The Vision: Execution at Global Scale

In this episode of Moonshots, Peter Diamandis sits down with Anatoly Yakovenko, co-founder and CEO of Solana Labs. With Solana now worth over $100 billion and generating $2.2 billion in annual revenues, Yakovenko shares his vision for a future where blockchain becomes the execution layer for all global finance.

The key distinction Yakovenko makes is simple but profound: "Bitcoin is store of value. Ethereum is settlement. Solana is execution." While others focused on theoretical computer science problems, Yakovenko—an engineer at heart who spent years at Qualcomm—was drawn to the practical challenge of moving data as fast as physically possible.

"There's no computer science academic reason why a single machine layer for all markets everywhere can't exist. It's purely an engineering problem and we're on our way to solve it as fast as we can."
— Anatoly Yakovenko

The Stablecoin Catalyst

Yakovenko sees stablecoin legislation as the key catalyst for mainstream crypto adoption. With projections of $1-10 trillion worth of digital dollars being minted over the next five years, the infrastructure is finally ready for mass adoption.

The numbers tell the story: moving dollars from Ethereum to Solana is already a million times cheaper than moving money between any two banks. When Solana sold their Seeker phone, half of all purchases came via stablecoin—not because of incentives, but because it was simply easier for international buyers than using credit cards.

AI Meets Crypto

One of the most fascinating parts of the discussion centers on the convergence of AI and crypto. As the cost of intelligence drops, markets require intelligence to function—and suddenly you can have markets for everything.

Yakovenko points to futarchy and decision markets as examples: imagine every major corporate decision being made through markets where people literally bet money on outcomes. The forcing function of losing money creates better decisions than traditional governance.

"The ants are not aware of the intelligence of the anthill. I can't fit all these markets in my head, but my gut is that this is probably the most optimal direction for society to move forward and make decisions."
— Anatoly Yakovenko

The Engineering Breakthrough

The origin story of Solana traces back to Yakovenko's time at Qualcomm, where he worked on cellular protocols. The eureka moment came at 4am after two coffees and a beer: what if you could apply TDMA (Time-Division Multiple Access) principles to blockchain?

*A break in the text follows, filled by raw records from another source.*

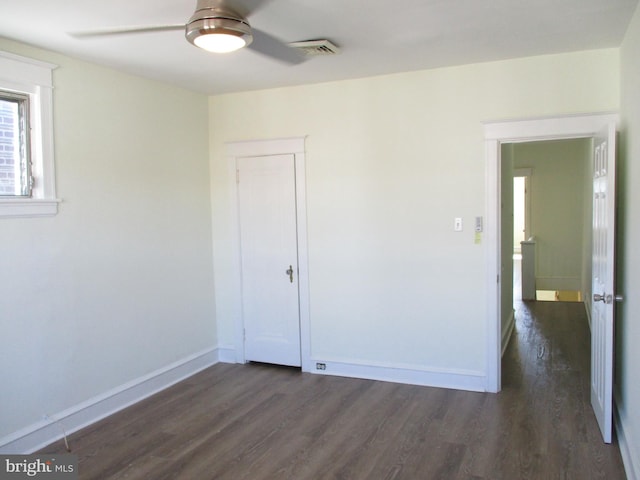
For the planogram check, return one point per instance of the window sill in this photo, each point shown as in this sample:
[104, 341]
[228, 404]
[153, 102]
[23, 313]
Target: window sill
[28, 207]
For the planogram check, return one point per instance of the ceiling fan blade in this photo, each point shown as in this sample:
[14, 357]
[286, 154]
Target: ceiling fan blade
[107, 31]
[245, 8]
[274, 48]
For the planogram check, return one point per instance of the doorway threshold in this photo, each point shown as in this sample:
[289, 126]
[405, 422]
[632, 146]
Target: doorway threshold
[558, 296]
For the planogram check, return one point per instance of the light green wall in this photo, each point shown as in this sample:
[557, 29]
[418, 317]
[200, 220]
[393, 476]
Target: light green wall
[120, 282]
[558, 208]
[506, 241]
[627, 390]
[391, 160]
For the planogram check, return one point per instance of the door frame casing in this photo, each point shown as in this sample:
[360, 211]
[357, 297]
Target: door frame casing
[259, 148]
[495, 134]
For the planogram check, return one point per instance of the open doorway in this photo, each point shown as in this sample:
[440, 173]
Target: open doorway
[496, 135]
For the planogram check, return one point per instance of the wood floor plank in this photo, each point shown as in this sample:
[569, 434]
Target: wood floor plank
[261, 422]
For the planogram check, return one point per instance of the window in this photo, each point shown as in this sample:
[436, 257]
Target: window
[15, 149]
[27, 183]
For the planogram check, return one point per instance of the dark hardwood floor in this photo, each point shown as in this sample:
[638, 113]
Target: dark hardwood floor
[264, 422]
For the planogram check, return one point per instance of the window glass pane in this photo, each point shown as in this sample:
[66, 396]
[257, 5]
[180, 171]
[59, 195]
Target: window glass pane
[15, 167]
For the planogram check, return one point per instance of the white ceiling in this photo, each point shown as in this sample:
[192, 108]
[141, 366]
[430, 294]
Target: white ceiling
[376, 36]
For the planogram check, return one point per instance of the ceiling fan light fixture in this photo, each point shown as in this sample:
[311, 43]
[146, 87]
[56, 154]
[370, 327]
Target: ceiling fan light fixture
[218, 31]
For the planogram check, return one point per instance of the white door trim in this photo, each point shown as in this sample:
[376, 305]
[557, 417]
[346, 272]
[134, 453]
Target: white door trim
[497, 133]
[256, 148]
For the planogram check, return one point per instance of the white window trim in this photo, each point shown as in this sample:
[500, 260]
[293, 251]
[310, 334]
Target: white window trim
[34, 78]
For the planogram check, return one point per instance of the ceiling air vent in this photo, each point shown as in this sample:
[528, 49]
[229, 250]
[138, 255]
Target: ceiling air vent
[316, 47]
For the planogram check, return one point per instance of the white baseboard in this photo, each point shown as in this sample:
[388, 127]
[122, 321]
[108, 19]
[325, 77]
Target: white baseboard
[627, 448]
[227, 354]
[44, 432]
[508, 331]
[409, 374]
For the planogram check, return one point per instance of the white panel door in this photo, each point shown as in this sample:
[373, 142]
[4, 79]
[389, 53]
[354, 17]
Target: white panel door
[603, 301]
[269, 256]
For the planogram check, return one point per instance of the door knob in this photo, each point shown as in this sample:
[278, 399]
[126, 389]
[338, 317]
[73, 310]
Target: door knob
[608, 299]
[290, 273]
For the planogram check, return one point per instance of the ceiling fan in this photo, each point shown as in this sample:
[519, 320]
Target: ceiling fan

The result was Proof of History—a way to cryptographically measure the passage of time that can't be easily faked. This solved the "channel efficiency" problem that limits other blockchains and enabled Solana's legendary speed.

What's Next

Looking ahead, Yakovenko envisions concurrent block producers around the world—one in Singapore, one in New York, one in London—all ingesting transactions simultaneously. The latency to the blockchain becomes as short as your distance to the nearest block producer.

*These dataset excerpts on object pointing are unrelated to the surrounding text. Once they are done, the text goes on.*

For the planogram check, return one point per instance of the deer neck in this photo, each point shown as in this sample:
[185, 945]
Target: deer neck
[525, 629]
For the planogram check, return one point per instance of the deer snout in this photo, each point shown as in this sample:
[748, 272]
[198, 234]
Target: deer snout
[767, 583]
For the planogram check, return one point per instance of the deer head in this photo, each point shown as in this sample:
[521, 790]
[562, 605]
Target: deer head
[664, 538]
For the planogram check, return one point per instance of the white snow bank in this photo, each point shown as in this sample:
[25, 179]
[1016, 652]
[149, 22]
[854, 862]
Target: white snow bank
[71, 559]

The ultimate goal? Making finance as frictionless as the internet made information. When a startup can direct-list using a smart contract instead of paying billions in IPO fees, when bankruptcy can be resolved in minutes instead of years through programmatic liquidation, when anyone with talent anywhere in the world can access capital from anywhere else—that's when crypto has truly changed finance like the internet changed everything else.